The museum is one of the highlights of a trip to the island, but you should leave behind the definition of museums in NYC, DC and London. The Tangier museum is the most amateur and most authentic museum I ever knew. Its managers have lovingly curated artefacts donated by residents to tell the story of their home and people. It is a living museum in which the curators and elderly docents are among the exhibits if you stop to listen to their stories. There is old crabbing and fishing tackle laid out alongside marine hardware, duck decoys and rusted shotguns. The walls are covered with faded newspaper and magazine cuttings about local stories of triumph, hardship and rare celebrity visitors. A yellowing 1930s article reported the arrival of a boat resupplying the starving islanders after three months of isolation in the frozen Bay. We forgot the time and had to run for ice creams at store before the only boat of the day returned to Reedville.
Islands are laboratories where the culture and living of small, relatively isolated populations adapt to the peculiarities of the environment and the whims of a maritime climate. They are biological laboratories too, where natural selection molds genotypes over eons to create forms and behaviors that exist nowhere else.

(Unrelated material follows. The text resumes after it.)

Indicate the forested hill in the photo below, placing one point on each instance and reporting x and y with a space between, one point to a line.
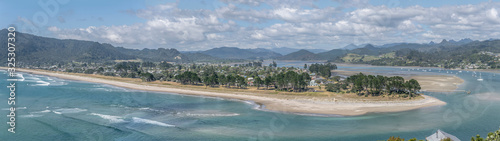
41 50
237 53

Over a hundred species of lemurs are endemic in Madagascar, over 90% of terrestrial mammals in Luzon in the Philippines are not found anywhere else in the world, and New Zealand has been a haven of strange and flightless birds. In Galapagos, the finches are distinct from descendants of a common ancestor in mainland Ecuador, and more recently diverged between islands as beaks adapted to local bugs and berries.

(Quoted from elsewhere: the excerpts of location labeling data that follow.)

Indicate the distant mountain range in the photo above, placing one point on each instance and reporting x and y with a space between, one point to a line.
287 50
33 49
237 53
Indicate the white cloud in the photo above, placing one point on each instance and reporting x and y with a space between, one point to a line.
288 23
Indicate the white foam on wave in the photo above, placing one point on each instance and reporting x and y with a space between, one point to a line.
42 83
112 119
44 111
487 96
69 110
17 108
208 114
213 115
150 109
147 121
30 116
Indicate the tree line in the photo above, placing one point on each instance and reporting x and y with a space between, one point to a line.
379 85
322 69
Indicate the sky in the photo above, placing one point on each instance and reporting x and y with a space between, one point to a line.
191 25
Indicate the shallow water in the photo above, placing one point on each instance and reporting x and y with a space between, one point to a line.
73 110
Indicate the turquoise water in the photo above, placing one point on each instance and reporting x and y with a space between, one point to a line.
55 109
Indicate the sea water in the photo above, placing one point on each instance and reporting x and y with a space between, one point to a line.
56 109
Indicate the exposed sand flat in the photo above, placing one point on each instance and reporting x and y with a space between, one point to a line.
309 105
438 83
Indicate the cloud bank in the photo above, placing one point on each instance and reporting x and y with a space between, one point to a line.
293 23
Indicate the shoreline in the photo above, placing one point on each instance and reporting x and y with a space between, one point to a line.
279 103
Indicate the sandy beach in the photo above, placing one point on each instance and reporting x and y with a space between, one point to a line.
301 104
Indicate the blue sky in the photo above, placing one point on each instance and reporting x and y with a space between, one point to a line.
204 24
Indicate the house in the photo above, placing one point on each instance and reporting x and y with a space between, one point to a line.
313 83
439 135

On some islands, bodies evolved to become giants, like the moas and giant tortoises, or became dwarfs, like the extinct hobbits of Flores, Indonesia. But you don’t have to go to the tropics to see the reshaping of a species by island isolation. I spent a week studying voles on the then uninhabited island of Skomer, which is separated from the rest of Wales by only a few hundred yards across the Jack Strait. The Skomer vole is a larger and cuter edition of the common bank vole in the mainland, and tamer.
The voles sat in the palm of my hand blithely nibbling grain, but such trust is disastrous when a new predator arrives. Island life is sensitive to change and immigration. Many native birds are now extinct in New Zealand and Guam, while Galapagos tortoises compete with feral goats for food, and so on ….
Tangier islanders face more threats these days, and I found them more pessimistic about the future than on previous visits. Their admirable self-reliance has served them well, but they now face external threats to their way-of-life that are hard to resist. Caulkheads fared better after they came under the gentle assault of Outlander hegemony because they benefited from a blossoming tourist industry, but Tangier men and women have few, if any, compensations for the challenges they face. Water levels are rising, crabbing quotas are falling, and young people are leaving.
Never send to know for whom the bell tolls on the old church, it tolls for thee. In a world that looks more uniform, if more economically divided, where a store or hotel looks the same in Georgetown, Guwahati and Guangzhou, where occupations were defined by geography and culture is blurred by globalization, Tangier Island stands out as a survivor from a more colorful age. Go to there to savor the difference and spend your $$$. Enjoy it for what it is and don’t ask for the amenities you expect on the mainland. Adjust your spectacles so you can see that what seemed poor and dull is rich and precious.